Couldn't the fall of neighboring Guatemala combine with revolutionary conditions in Chiapas to produce a domino effect?

The priest laughs, as if to say, you don't understand Mexico.

He explains that unlike the political parties and military rulers of Central America, Mexico's ruling Institutional revolutionary Party (PRI) has roots everywhere. It has come to power through elections. It has legitimacy. It has also adopted much of the left's revolutionary rhetoric. At the same time, the PRI's politicians have bought off, or co-opted, much of Mexico's leftist political opposition. While pursuing relatively conservative policies at home, the Mexican government has appeased its opposition to a degree by leaning to the left in the its foreign policy.

American diplomats tend to agree with the priest's analysis of the PRI's reach and control. The political section at the US Embassy in Mexico City makes five-year predictions as to Mexico's stability. The latest gives Mexico another five years without major disruption.

But some diplomats see possible peril at the end of that period. At that point, many of the youths among the nearly 50 percent of the population that is under 14 years of age will be looking for jobs. According to one estimate, Mexico's current rate of unemployment is 11 to 12 percent. Its "underemployment" reaches as high as 45 percent.

Where the Mexicans seem to have an advantage over most of their Central American neighbors is in the variety and sophistication of their response to protest. In Chiapas, for example, where much of the sizable Indian population lives in poverty, they have shown that they can be both tough and accommodating.

On the one hand, when peasants took over land at one at the big estates last year, the Army was called in and opened fire. Several persons were reported to have been killed.

On the other hand, when an opposition party pushed some people to assert themselves in a squatter community on the outskirts of Tuxtla gutierrez, the PRI responded with promises to install running water for the community.

By extension, the Mexicans seem to think they can buy off some of their leftist neighbors in Central America. Mexico maintains warm ties with the ruling Sandinista directorate in Nicaragua. It also has ties with the leftist-led opposition in El Salvador. It apparently sees itself both as a friend and competitor of Cuba.

One high-ranking PRI official told an American not long ago that now that Tomas Borge Martinez, the Nicaraguan interior minister, was wearing a Rolex watch --"Somoza's watch," was the way he put it --Mr. Borge's communist ideology mattered less than it once did.

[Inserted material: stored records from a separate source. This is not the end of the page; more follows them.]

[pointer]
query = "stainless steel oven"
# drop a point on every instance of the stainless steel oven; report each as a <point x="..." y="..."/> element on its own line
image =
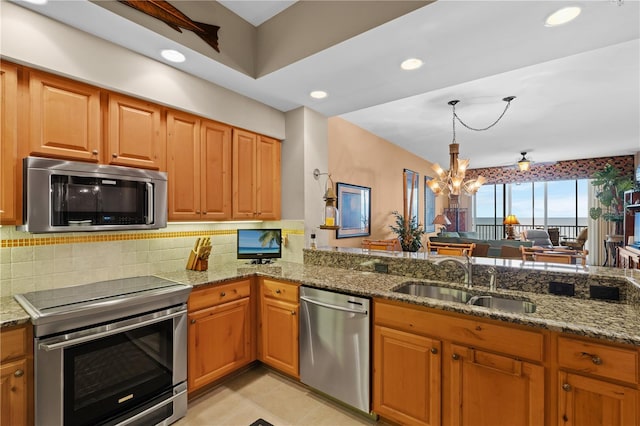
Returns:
<point x="110" y="353"/>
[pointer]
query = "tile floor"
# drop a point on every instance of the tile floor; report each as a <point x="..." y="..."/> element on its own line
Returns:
<point x="262" y="393"/>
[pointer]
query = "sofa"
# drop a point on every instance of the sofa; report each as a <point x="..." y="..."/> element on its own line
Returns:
<point x="484" y="248"/>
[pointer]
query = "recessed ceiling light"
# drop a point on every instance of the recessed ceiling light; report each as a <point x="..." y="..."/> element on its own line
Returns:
<point x="318" y="94"/>
<point x="411" y="64"/>
<point x="562" y="16"/>
<point x="172" y="55"/>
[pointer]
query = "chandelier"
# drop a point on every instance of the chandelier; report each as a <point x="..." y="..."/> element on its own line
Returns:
<point x="452" y="182"/>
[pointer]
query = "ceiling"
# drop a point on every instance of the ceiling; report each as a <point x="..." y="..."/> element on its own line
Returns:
<point x="577" y="86"/>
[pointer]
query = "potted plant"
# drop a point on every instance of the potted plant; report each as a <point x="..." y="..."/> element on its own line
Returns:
<point x="409" y="232"/>
<point x="610" y="187"/>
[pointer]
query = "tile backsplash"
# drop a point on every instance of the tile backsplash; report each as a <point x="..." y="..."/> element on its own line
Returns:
<point x="30" y="262"/>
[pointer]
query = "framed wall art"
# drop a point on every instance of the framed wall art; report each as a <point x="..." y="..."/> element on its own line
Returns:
<point x="354" y="205"/>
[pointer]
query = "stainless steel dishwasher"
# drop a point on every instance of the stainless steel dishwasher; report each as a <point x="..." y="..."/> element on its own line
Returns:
<point x="334" y="345"/>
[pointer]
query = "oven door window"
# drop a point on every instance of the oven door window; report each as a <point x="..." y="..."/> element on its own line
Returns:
<point x="108" y="376"/>
<point x="78" y="200"/>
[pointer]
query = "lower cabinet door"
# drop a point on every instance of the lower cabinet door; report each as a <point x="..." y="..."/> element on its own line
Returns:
<point x="279" y="335"/>
<point x="407" y="377"/>
<point x="219" y="341"/>
<point x="592" y="402"/>
<point x="494" y="390"/>
<point x="13" y="393"/>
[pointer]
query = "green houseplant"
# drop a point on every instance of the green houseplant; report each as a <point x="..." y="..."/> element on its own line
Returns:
<point x="409" y="232"/>
<point x="610" y="186"/>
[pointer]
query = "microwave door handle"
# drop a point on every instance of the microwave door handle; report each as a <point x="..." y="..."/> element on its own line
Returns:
<point x="150" y="213"/>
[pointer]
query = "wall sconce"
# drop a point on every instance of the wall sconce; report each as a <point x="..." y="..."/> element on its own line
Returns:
<point x="510" y="221"/>
<point x="441" y="220"/>
<point x="331" y="216"/>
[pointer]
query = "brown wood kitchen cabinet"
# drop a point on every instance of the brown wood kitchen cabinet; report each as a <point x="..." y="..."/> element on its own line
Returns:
<point x="9" y="149"/>
<point x="404" y="360"/>
<point x="597" y="383"/>
<point x="64" y="118"/>
<point x="16" y="377"/>
<point x="278" y="331"/>
<point x="432" y="367"/>
<point x="256" y="176"/>
<point x="199" y="166"/>
<point x="135" y="134"/>
<point x="220" y="336"/>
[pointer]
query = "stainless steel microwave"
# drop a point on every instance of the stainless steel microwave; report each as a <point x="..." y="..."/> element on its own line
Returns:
<point x="70" y="196"/>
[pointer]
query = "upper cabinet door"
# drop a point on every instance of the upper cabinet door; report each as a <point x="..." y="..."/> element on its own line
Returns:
<point x="135" y="135"/>
<point x="184" y="165"/>
<point x="64" y="118"/>
<point x="268" y="178"/>
<point x="215" y="143"/>
<point x="9" y="146"/>
<point x="244" y="174"/>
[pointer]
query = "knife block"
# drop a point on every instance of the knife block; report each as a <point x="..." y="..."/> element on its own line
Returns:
<point x="201" y="265"/>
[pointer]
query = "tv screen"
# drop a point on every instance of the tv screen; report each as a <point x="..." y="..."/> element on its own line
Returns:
<point x="636" y="230"/>
<point x="259" y="244"/>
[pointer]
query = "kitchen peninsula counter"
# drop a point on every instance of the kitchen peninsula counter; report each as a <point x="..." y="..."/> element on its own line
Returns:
<point x="353" y="272"/>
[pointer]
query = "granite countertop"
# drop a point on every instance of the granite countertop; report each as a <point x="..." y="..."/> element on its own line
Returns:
<point x="616" y="322"/>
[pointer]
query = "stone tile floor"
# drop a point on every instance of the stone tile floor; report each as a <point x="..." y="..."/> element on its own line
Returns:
<point x="262" y="393"/>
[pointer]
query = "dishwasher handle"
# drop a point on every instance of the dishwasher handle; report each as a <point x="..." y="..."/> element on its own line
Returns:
<point x="335" y="307"/>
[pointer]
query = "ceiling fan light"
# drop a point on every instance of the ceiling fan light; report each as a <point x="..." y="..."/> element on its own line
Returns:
<point x="524" y="165"/>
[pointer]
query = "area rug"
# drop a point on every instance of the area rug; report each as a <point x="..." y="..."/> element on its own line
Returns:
<point x="261" y="422"/>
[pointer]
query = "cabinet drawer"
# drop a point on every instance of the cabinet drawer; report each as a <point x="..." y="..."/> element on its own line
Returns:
<point x="598" y="359"/>
<point x="216" y="295"/>
<point x="280" y="290"/>
<point x="489" y="335"/>
<point x="13" y="343"/>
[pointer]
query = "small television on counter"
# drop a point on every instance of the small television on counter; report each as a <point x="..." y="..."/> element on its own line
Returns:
<point x="636" y="230"/>
<point x="259" y="245"/>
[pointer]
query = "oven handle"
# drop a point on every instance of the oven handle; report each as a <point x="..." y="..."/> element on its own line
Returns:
<point x="98" y="335"/>
<point x="150" y="409"/>
<point x="150" y="213"/>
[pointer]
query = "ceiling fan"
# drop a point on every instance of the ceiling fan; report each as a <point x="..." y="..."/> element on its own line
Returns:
<point x="525" y="163"/>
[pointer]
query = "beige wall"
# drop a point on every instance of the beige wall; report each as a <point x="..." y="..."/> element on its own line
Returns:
<point x="361" y="158"/>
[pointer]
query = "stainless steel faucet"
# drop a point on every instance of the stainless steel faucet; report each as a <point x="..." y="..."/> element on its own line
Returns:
<point x="466" y="267"/>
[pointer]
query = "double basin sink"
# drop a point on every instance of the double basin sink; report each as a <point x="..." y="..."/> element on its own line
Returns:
<point x="462" y="296"/>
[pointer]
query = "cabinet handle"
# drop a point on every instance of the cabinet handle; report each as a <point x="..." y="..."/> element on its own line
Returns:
<point x="594" y="358"/>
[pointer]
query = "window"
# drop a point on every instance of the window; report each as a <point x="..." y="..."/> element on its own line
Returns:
<point x="561" y="204"/>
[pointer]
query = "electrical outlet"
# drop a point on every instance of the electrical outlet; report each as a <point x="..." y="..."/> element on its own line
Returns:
<point x="382" y="267"/>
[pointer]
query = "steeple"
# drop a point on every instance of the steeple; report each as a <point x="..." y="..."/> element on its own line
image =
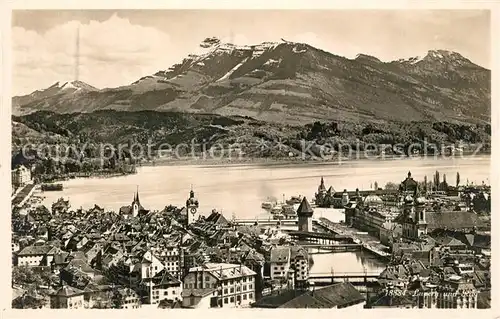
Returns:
<point x="136" y="197"/>
<point x="321" y="187"/>
<point x="305" y="208"/>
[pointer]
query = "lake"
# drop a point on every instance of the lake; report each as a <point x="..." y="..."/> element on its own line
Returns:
<point x="240" y="189"/>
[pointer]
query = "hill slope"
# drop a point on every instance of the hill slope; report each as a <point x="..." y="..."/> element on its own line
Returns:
<point x="295" y="83"/>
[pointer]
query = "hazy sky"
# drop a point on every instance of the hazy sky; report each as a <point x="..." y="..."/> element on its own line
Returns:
<point x="119" y="47"/>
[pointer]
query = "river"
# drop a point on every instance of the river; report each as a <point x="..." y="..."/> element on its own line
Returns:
<point x="240" y="190"/>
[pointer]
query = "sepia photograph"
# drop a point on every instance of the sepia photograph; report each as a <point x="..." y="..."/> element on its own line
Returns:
<point x="257" y="159"/>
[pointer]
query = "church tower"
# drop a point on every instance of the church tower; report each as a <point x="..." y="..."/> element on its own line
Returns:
<point x="192" y="206"/>
<point x="305" y="212"/>
<point x="321" y="194"/>
<point x="136" y="204"/>
<point x="420" y="221"/>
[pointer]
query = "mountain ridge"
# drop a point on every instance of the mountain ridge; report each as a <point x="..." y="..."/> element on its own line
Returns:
<point x="294" y="82"/>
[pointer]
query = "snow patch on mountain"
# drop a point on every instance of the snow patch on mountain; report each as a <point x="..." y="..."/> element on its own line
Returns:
<point x="272" y="62"/>
<point x="296" y="50"/>
<point x="228" y="74"/>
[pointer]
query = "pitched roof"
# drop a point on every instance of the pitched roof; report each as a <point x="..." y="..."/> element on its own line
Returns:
<point x="280" y="255"/>
<point x="197" y="292"/>
<point x="68" y="291"/>
<point x="223" y="271"/>
<point x="165" y="278"/>
<point x="304" y="208"/>
<point x="37" y="250"/>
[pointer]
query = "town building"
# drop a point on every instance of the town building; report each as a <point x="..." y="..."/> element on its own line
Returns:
<point x="192" y="206"/>
<point x="164" y="286"/>
<point x="219" y="285"/>
<point x="21" y="176"/>
<point x="289" y="265"/>
<point x="279" y="263"/>
<point x="36" y="255"/>
<point x="305" y="213"/>
<point x="135" y="209"/>
<point x="67" y="297"/>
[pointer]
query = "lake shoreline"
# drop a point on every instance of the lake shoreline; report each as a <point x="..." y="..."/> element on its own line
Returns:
<point x="279" y="162"/>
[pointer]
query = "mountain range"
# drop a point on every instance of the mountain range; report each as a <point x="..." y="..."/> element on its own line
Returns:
<point x="291" y="83"/>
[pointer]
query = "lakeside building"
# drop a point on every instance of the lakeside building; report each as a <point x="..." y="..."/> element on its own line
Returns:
<point x="289" y="265"/>
<point x="192" y="206"/>
<point x="219" y="285"/>
<point x="37" y="255"/>
<point x="330" y="198"/>
<point x="158" y="258"/>
<point x="305" y="213"/>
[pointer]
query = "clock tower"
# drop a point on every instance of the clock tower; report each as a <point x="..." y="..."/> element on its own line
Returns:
<point x="192" y="206"/>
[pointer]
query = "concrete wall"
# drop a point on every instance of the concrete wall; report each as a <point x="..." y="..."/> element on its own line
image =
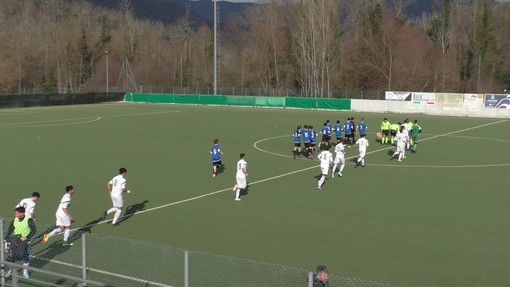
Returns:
<point x="434" y="109"/>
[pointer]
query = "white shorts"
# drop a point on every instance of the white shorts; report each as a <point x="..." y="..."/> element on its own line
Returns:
<point x="241" y="182"/>
<point x="63" y="220"/>
<point x="401" y="148"/>
<point x="339" y="159"/>
<point x="117" y="201"/>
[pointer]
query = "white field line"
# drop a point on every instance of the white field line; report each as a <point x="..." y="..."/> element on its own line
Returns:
<point x="76" y="121"/>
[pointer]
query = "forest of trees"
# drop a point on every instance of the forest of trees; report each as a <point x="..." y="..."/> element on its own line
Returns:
<point x="315" y="47"/>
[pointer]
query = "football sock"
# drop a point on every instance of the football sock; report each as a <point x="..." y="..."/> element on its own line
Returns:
<point x="53" y="232"/>
<point x="116" y="216"/>
<point x="321" y="181"/>
<point x="67" y="231"/>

Some US officials -- but certainly not all --think the Mexicans are deluding themselves.

Constantine Menges of the Hudson Institute, who acted as a foreign policy consultant to the Reagan administration transition team, thinks Mexico could be vulnerable to a new revolutio fed by a coalition of Marxists in Central America and communists and radical labor groups within Mexico itself. He calls Mexico the "Iran next door."

But many Mexicans are suspicious of any suggestion that their country may be on a Soviet, or Cuban, "hit list." Thanks to a history of US intervention in Mexico and elsewhere in the region, the Mexicans tend to keep more of a wary eye on the North Americans than on anyone else. Talk of Soviet intentions, in the Mexican view, could be camouflage. They think that US policy toward Mexico is dominated by a desire to gain access to Mexican oil. They do not rule out, under emergency conditions, a North American attempt to take over the oil fields.

What seems certain is that Mexico will continue to pursue independent policies abroad while maintaining the peculiar Mexican mixture of toughness and restraint at home.

"The Mexicans are a lot less democratic than they pretend to be," said a Guatemalan teacher who has been forced to flee his home country because of political repression. "But you have to admire them. They're a lot smarter about the way they repress people than our government is."